Novik uses the setting to make some clever social commentary. The reaction to women serving in the Aerial Corps' (Longwings will only accept female handlers) has created discomfort for polite society throughout the series, but when Laurence learns that Catherine Harcourt, Lily's handler, is pregnant with Riley's child, his sensibility and her pragmatism find no common ground. Slave trading and civil rights inform much of the novel, as Temeraire, having seen dragons' exalted position in Chinese society, finds their treatment as beasts of burden in England unacceptable, and Laurence, paired with William Wilberforce, sees an opportunity to bring attention to dragon rights by lending his voice to the abolitionist movement. Laurence invites a freed slave turned missionary on his voyage to Africa, creating tension bordering on open hostility, save for their proper Victorian manners, between Laurence and Riley, whose family owes much of its fortune to the slave trade.

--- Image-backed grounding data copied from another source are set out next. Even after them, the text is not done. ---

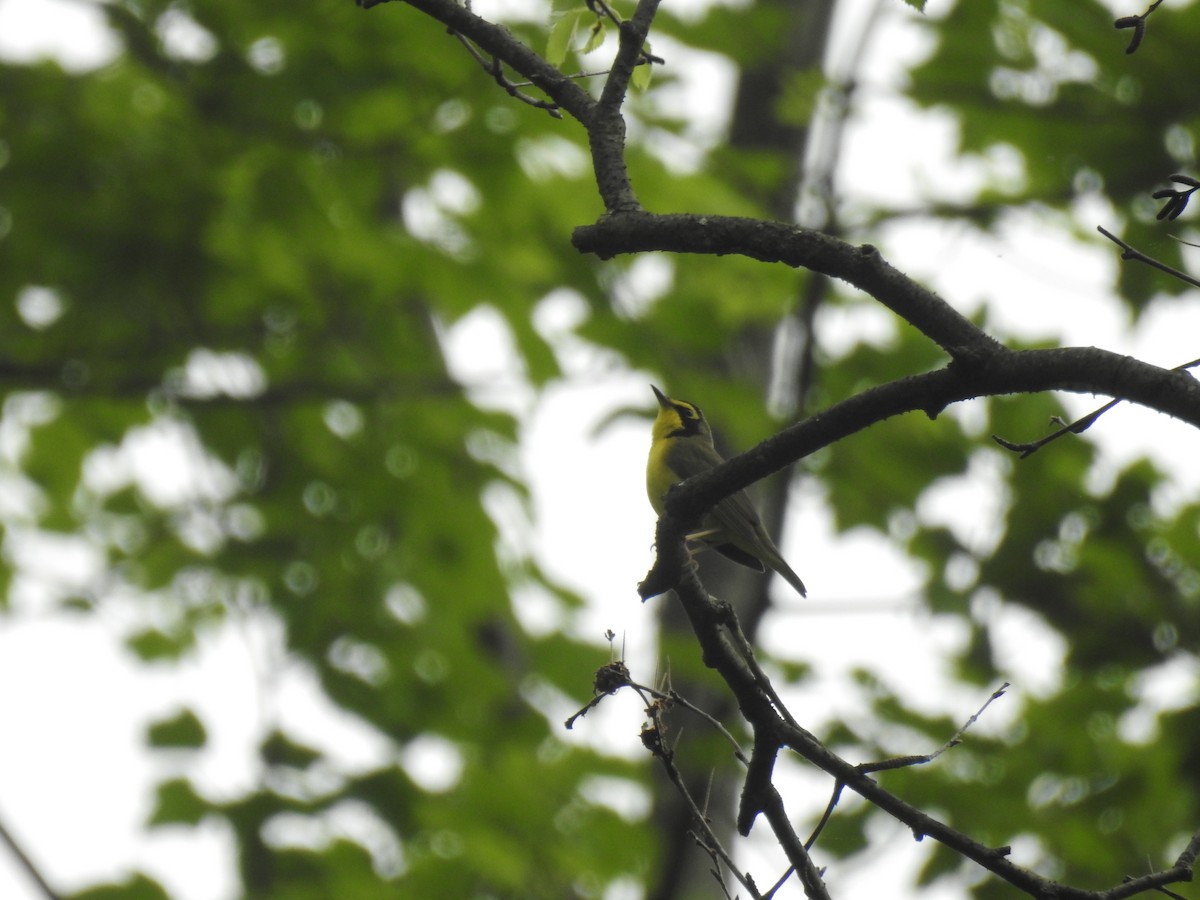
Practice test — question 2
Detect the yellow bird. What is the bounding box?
[646,385,807,597]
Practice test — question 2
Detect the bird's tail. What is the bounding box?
[771,556,807,597]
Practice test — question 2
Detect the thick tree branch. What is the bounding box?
[1176,828,1200,871]
[757,785,831,900]
[664,574,1197,899]
[573,210,1000,359]
[640,348,1200,599]
[596,0,658,115]
[586,0,662,212]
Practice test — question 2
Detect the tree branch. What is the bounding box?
[640,349,1200,599]
[664,573,1197,899]
[584,0,661,212]
[359,0,597,124]
[1098,225,1200,289]
[573,210,1000,359]
[596,0,660,113]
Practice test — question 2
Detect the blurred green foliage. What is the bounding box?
[1,0,1198,898]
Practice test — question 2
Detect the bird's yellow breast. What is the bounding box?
[646,436,682,517]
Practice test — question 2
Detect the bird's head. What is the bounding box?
[651,385,712,444]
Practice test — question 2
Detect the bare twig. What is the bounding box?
[453,33,563,118]
[647,700,765,900]
[807,684,1010,848]
[762,865,796,900]
[0,812,62,900]
[720,603,801,730]
[584,0,622,30]
[577,212,1002,360]
[993,400,1122,458]
[509,66,624,87]
[663,688,751,764]
[1097,225,1200,289]
[563,664,750,766]
[864,681,1010,775]
[993,357,1200,458]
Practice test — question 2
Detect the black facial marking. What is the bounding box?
[670,401,705,437]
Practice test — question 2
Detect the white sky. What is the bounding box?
[2,0,1200,898]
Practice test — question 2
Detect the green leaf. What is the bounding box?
[546,9,584,66]
[146,708,207,749]
[775,68,826,127]
[67,873,171,900]
[260,729,323,769]
[581,19,606,56]
[631,54,654,92]
[148,778,210,827]
[125,627,194,663]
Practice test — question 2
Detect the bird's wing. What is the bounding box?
[664,438,771,551]
[662,435,726,480]
[706,483,769,550]
[662,434,806,595]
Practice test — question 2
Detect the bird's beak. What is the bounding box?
[651,384,670,408]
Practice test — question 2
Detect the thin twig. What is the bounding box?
[993,399,1122,458]
[509,67,618,87]
[807,684,1010,848]
[563,666,751,764]
[863,681,1010,774]
[368,0,598,122]
[663,688,750,764]
[806,782,846,850]
[651,706,765,900]
[0,813,62,900]
[452,33,563,118]
[1097,225,1200,289]
[993,356,1200,458]
[1004,219,1200,460]
[762,865,796,900]
[584,0,622,29]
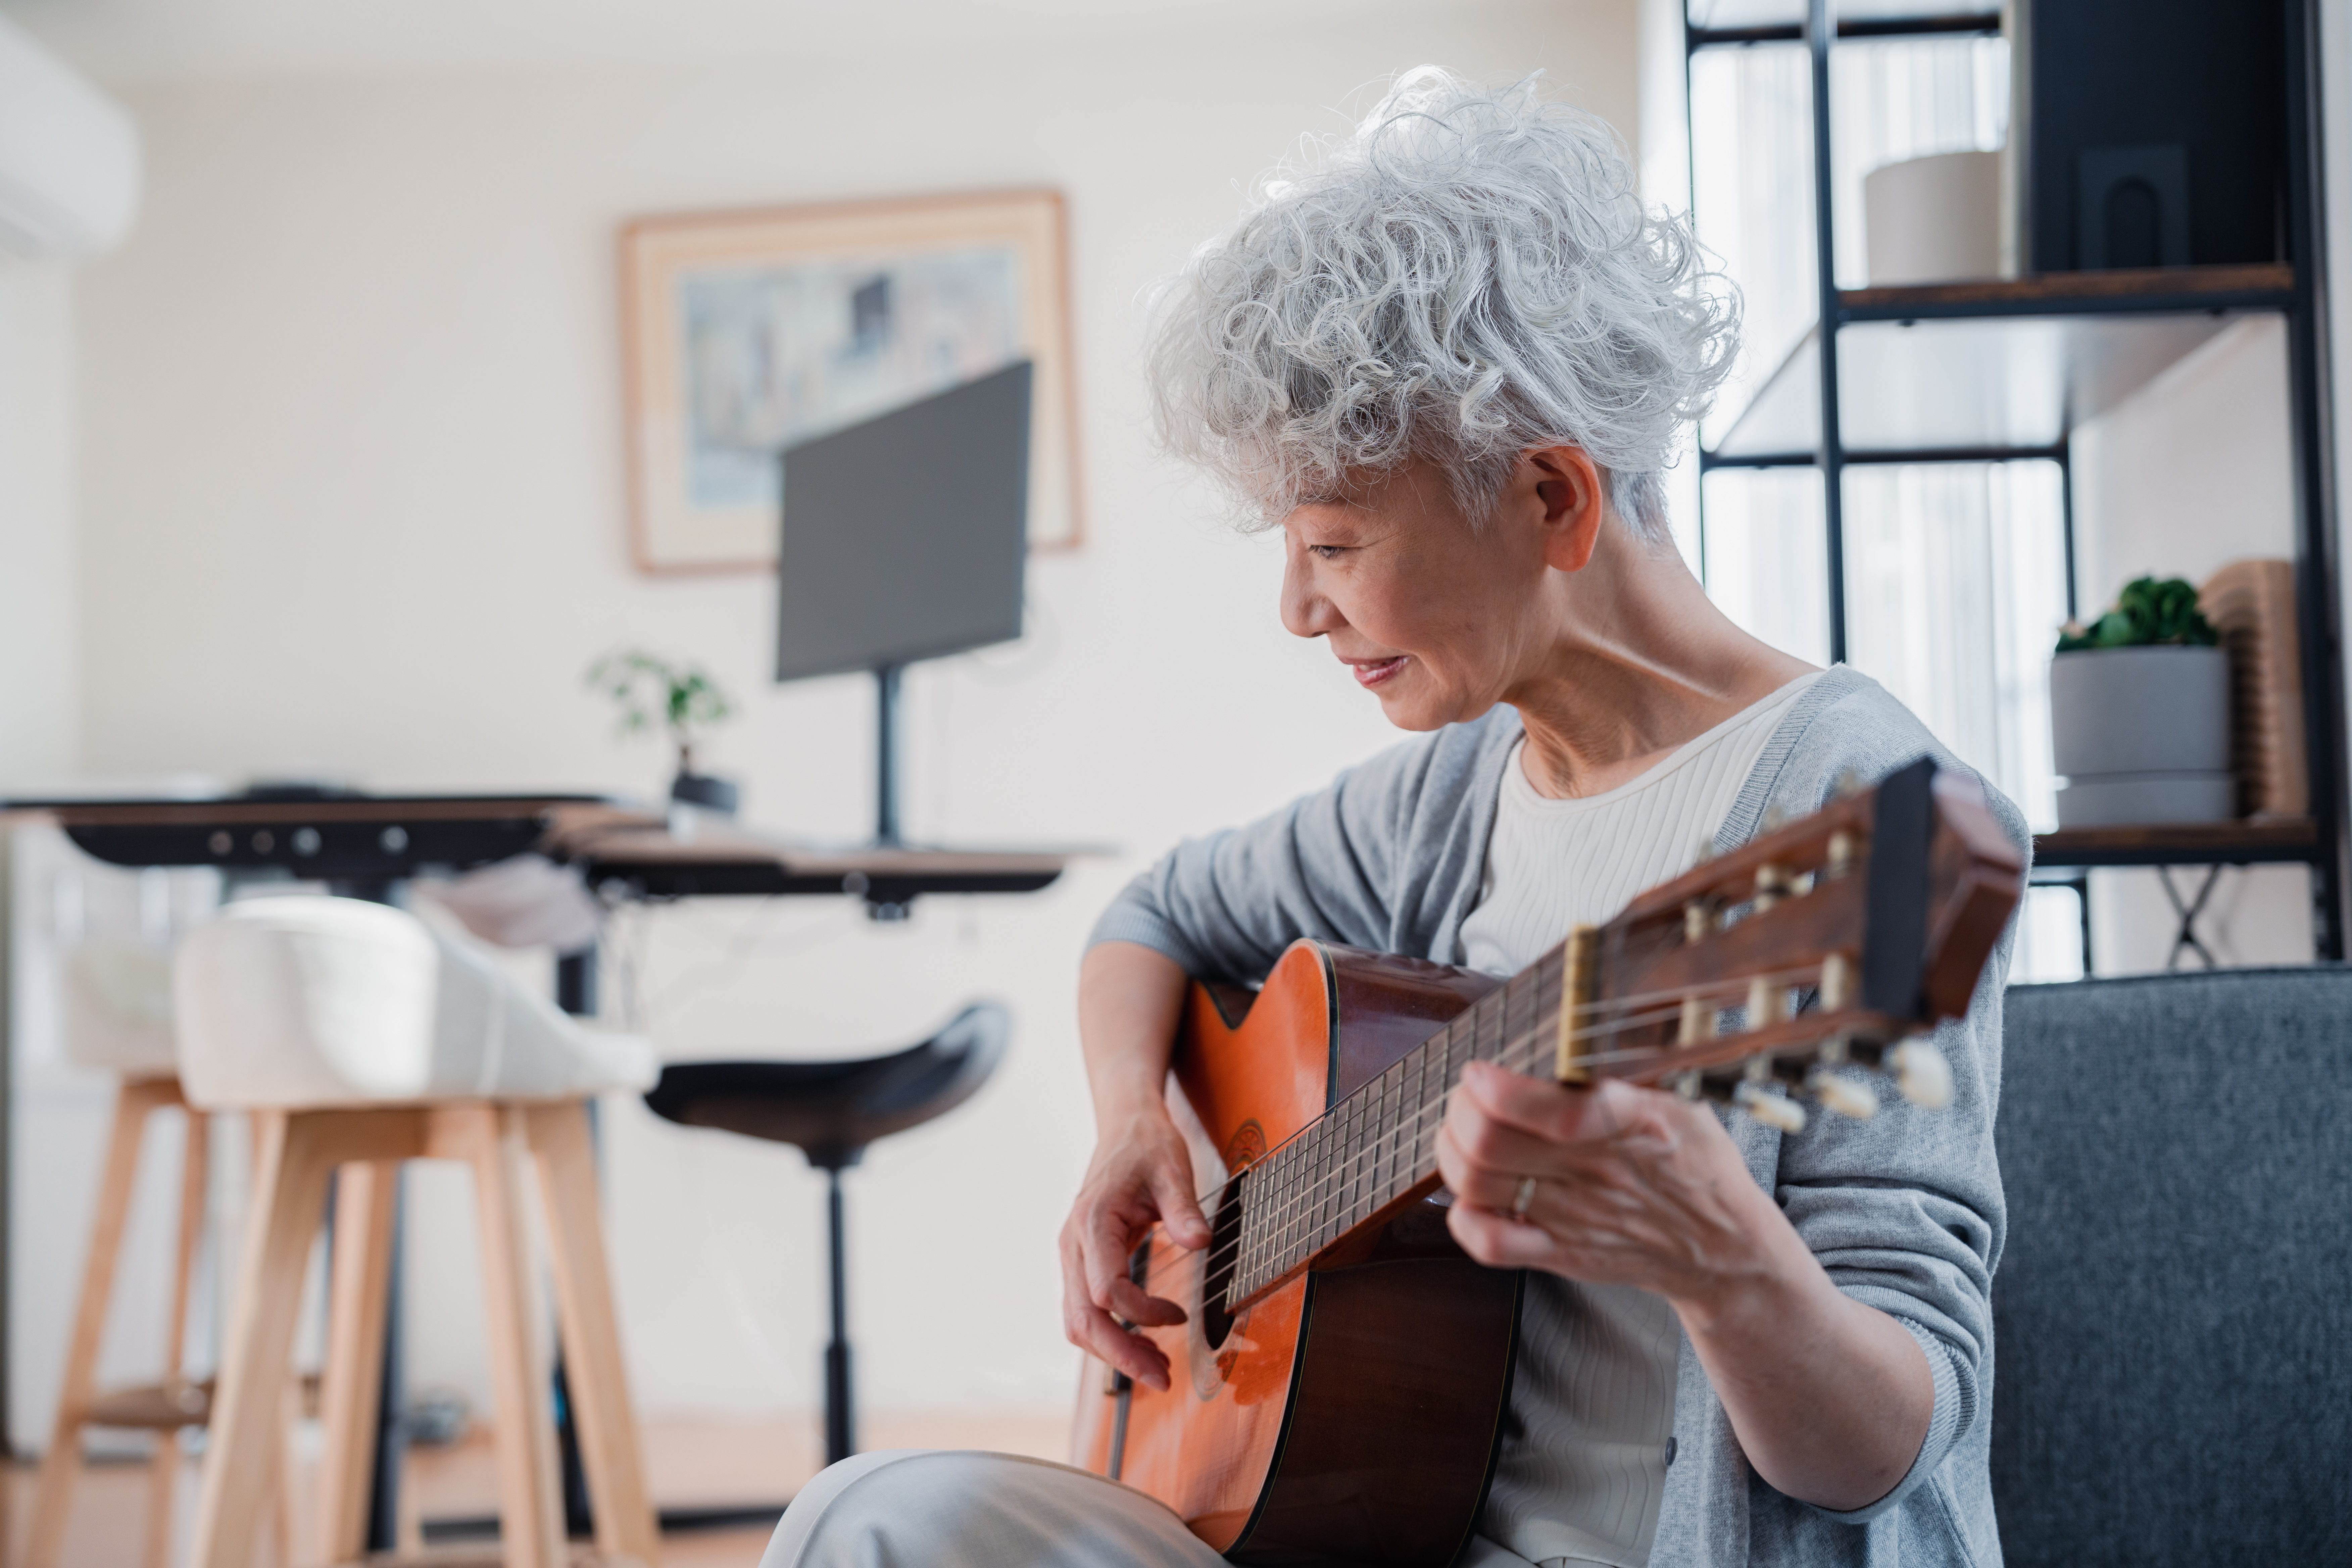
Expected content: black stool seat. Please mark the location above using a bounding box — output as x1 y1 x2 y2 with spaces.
643 1003 1007 1170
641 1002 1009 1465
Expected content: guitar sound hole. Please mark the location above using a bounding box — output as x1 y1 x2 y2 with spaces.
1199 1175 1247 1352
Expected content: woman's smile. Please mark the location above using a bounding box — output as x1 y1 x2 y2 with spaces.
1347 655 1408 688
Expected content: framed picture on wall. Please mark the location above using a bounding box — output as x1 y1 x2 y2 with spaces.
619 188 1082 573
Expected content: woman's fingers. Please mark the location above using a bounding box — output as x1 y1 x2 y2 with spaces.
1456 1059 1632 1143
1441 1092 1569 1186
1446 1197 1561 1268
1434 1122 1527 1213
1149 1161 1213 1253
1064 1281 1173 1387
1060 1213 1176 1389
1084 1202 1187 1328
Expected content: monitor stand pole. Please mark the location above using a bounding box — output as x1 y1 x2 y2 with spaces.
874 663 904 847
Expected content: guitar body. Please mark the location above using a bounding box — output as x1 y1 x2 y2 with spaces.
1072 942 1523 1567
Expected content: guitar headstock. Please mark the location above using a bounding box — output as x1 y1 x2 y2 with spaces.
1564 758 2023 1131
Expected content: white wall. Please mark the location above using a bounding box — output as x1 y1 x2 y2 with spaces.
0 256 77 785
2069 315 2318 972
64 9 1639 1427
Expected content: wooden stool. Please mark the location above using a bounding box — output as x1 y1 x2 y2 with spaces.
24 1074 235 1568
24 934 294 1568
173 896 661 1568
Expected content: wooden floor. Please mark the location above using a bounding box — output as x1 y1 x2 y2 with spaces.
3 1412 1072 1566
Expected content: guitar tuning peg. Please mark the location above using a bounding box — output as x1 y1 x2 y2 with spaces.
1834 769 1864 799
1692 836 1719 867
1760 804 1788 832
1805 1068 1877 1120
1888 1039 1954 1109
1733 1082 1807 1134
1818 951 1855 1011
1826 829 1857 880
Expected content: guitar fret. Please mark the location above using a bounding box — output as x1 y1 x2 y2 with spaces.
1373 1063 1392 1213
1299 1126 1321 1264
1321 1095 1341 1248
1345 1086 1364 1232
1540 955 1564 1077
1298 1119 1320 1266
1270 1149 1289 1280
1352 1086 1372 1228
1502 971 1525 1069
1317 1110 1336 1260
1412 1034 1437 1183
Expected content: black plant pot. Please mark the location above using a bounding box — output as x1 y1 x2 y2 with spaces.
670 771 740 815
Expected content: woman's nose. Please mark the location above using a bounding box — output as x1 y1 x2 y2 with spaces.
1281 553 1342 640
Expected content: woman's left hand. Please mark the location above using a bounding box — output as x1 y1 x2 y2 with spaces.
1435 1058 1936 1514
1434 1060 1779 1302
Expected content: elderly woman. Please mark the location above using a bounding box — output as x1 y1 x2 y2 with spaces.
767 69 2020 1568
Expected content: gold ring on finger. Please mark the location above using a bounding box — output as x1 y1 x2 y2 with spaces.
1508 1175 1539 1221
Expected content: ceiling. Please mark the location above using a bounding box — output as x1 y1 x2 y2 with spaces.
1 0 1536 83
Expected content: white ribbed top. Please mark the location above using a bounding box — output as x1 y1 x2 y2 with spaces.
1463 672 1819 1568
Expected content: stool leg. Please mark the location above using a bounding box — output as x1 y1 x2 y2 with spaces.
26 1076 175 1568
448 1104 565 1568
145 1094 209 1568
186 1110 343 1568
317 1159 399 1565
526 1101 659 1564
825 1166 855 1466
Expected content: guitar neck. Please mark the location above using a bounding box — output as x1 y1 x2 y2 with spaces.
1226 954 1565 1306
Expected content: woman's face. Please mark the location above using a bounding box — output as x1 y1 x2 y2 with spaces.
1279 457 1582 731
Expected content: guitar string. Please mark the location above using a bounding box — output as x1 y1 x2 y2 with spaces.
1213 954 1835 1286
1128 979 1840 1299
1126 959 1844 1300
1132 967 1836 1299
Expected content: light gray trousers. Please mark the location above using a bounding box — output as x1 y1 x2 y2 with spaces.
761 1450 1552 1568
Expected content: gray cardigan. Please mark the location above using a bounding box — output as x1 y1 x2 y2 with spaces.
1090 667 2024 1568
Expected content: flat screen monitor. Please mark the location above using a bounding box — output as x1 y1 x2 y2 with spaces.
774 360 1032 683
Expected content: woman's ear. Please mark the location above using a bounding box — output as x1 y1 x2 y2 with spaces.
1525 447 1607 573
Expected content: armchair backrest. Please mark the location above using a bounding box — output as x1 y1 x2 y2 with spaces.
1995 966 2352 1566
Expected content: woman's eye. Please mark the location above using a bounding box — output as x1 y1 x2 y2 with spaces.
1309 544 1349 560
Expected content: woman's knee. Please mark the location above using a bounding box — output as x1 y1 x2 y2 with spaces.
761 1450 944 1568
762 1449 1212 1568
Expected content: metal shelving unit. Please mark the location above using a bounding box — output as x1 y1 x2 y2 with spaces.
1685 0 2349 965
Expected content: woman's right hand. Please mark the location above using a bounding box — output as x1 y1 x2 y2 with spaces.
1058 1103 1213 1392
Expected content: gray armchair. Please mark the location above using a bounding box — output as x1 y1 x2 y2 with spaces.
1994 967 2352 1565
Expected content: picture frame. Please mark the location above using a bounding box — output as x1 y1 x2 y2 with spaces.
619 188 1082 573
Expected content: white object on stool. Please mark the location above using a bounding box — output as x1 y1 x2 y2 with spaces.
173 896 654 1109
426 853 603 952
62 939 180 1074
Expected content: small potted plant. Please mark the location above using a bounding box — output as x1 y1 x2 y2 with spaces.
2049 576 2232 828
587 648 740 814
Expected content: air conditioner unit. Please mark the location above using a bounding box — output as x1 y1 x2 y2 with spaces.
0 15 140 259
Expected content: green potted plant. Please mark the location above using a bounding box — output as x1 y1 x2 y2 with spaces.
2050 576 2232 828
587 648 740 814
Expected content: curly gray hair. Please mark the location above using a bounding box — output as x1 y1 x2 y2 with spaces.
1146 67 1740 543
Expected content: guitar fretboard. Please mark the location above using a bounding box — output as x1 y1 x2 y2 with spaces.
1224 946 1566 1306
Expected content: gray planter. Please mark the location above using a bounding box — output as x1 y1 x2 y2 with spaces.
2049 645 2234 828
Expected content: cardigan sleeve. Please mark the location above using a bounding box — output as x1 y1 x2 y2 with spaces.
1085 735 1426 985
1779 942 2011 1523
1728 681 2026 1523
1084 704 1526 984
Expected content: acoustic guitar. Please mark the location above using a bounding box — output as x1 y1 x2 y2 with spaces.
1071 757 2023 1566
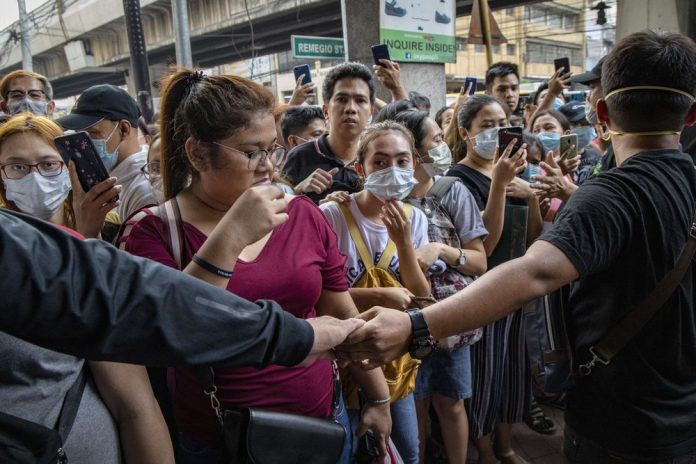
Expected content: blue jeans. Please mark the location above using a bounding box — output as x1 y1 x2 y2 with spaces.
389 393 419 464
177 394 351 464
564 425 696 464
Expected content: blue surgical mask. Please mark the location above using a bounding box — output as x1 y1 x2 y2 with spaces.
537 131 561 154
8 98 49 116
471 127 498 160
520 163 542 183
552 97 565 111
91 123 121 171
571 126 596 150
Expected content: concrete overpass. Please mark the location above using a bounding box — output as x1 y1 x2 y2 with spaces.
0 0 539 99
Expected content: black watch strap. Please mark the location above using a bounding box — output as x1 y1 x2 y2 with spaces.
407 308 430 339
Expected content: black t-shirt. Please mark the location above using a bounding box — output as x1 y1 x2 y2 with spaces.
281 133 362 204
447 164 528 267
540 149 696 456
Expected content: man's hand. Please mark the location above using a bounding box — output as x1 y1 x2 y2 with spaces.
69 162 120 239
337 307 412 369
293 167 338 195
373 60 408 101
303 316 365 364
288 75 316 106
547 68 572 97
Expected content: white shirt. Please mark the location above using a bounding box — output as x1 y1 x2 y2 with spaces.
320 195 429 286
110 145 155 220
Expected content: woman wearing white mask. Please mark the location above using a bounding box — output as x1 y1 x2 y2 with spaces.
445 95 541 464
321 121 430 464
0 113 174 464
393 109 488 464
140 134 164 204
0 113 120 239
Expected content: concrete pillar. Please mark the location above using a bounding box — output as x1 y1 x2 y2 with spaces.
343 0 446 117
616 0 679 40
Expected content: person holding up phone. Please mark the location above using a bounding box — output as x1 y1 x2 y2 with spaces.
445 95 542 464
0 113 174 464
56 84 156 220
0 113 120 239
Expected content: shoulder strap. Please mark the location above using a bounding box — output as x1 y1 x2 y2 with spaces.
160 198 187 270
57 368 88 441
338 203 376 270
427 177 458 203
376 203 412 270
580 214 696 375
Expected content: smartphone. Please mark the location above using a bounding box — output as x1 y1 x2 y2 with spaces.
54 131 111 193
293 64 312 84
371 44 391 67
560 133 578 158
518 95 531 107
464 76 477 95
498 126 524 155
554 57 571 73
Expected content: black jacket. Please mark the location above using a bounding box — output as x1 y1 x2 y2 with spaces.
0 209 313 368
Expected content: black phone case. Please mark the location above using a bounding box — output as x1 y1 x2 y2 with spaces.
554 58 570 73
464 77 477 95
54 132 110 193
498 127 523 154
371 44 390 66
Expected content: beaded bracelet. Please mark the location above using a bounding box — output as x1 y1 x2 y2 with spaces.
192 254 233 278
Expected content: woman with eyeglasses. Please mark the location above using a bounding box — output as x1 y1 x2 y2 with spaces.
141 134 163 204
120 71 391 464
0 113 174 463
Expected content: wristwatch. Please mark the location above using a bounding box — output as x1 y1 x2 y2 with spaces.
455 249 467 267
406 309 435 359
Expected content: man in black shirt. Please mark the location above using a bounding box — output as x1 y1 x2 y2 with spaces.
342 31 696 462
281 62 374 203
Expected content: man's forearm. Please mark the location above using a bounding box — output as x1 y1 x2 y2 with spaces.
424 241 578 339
0 210 313 368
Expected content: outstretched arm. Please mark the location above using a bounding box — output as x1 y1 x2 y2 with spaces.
0 210 358 368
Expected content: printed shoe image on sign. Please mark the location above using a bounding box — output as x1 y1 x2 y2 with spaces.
386 0 407 17
435 11 451 24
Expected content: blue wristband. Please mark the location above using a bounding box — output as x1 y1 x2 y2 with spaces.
192 254 233 278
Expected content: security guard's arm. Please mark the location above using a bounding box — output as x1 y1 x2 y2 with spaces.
0 210 313 368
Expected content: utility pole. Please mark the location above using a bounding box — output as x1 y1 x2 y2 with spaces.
17 0 32 70
171 0 193 67
123 0 154 122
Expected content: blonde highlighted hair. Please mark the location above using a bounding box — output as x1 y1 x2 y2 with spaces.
0 112 74 226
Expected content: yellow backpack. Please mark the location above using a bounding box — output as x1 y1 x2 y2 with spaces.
337 203 421 408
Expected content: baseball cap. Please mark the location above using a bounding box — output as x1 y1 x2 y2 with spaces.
56 84 141 130
571 56 606 86
558 102 586 123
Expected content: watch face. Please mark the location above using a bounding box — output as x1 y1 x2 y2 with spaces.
409 340 434 359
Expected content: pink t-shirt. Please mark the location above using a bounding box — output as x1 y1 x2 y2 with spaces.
124 195 348 447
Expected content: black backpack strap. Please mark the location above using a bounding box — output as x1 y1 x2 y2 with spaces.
426 177 458 203
56 368 88 442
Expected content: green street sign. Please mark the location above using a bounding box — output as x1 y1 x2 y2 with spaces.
291 35 346 60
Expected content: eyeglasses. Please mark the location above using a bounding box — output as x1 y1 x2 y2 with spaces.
0 160 65 179
7 89 48 101
140 160 161 180
212 142 286 171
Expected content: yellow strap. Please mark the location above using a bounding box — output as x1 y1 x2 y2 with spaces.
376 203 412 270
338 203 374 270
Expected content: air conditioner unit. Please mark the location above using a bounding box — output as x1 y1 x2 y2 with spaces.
64 40 95 71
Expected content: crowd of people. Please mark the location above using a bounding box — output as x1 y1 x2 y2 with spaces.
0 27 695 464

This novel moves at a slower pace than the first three, and depends on the reader's emotional investment in the well-being of Maximus, Lily, and the other dragons to keep the pages turning. Any reader who has read this deep into the series will have that investment and then some. And having seen the effects of the dragon's illness and followed the quest for the cure, discovering Britain's plans to thin Napoleon's aerial superiority and the decision this forces on Temeraire and Laurence will leave the reader cheerfully impatient for Novik's next novel.